DDGrid: A Grid Computing Environment with Massive Concurrency and Fault-Tolerance Support
Yongjian Wang,Zhongzhi Luan,Depei Qian,Yuanqiang Huang,Ting Chen,Biao Han,Yinan Ren,Kunqian Yu,Hualiang Jiang
DOI: https://doi.org/10.1109/GCC.2008.27
2008-01-01
Abstract:Grid Computing is an effective computing paradigm widely used in solving complex problems. There are a variety of existing grid middleware systems which support operation of grid infrastructures, including CNGrid GOS, EGEE gLite, Globus Toolkit, and OSG Condor etc. These grid infrastructures focus on encapsulating underlying computing and storage resources and providing necessary basic services such as batch job service, information service, scheduling service, and cross-domain security, etc.

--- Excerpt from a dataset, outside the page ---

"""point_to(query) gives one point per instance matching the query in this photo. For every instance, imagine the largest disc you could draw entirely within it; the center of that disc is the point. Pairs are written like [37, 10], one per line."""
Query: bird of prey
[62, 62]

Some other features such as fault-tolerance, massive concurrency support are vital to the success of real applications, especially complex and long running applications. These features have not been the focus point of the current grid systems. DDGrid, a key project supported by CNGrid (China National Grid), is aiming at establishing a grid computing environment that can utilize computing resources scattered over the Internet to carry out virtual-screening operations which requires computing power that a single institute or company can't afford. In our design and implementation of DDGrid, we propose a master/worker mode which effectively utilizes computing resources that the underlying grid infrastructure provides and tries to provide additional features of fault-tolerance and massive concurrency support that are essential to the real applications.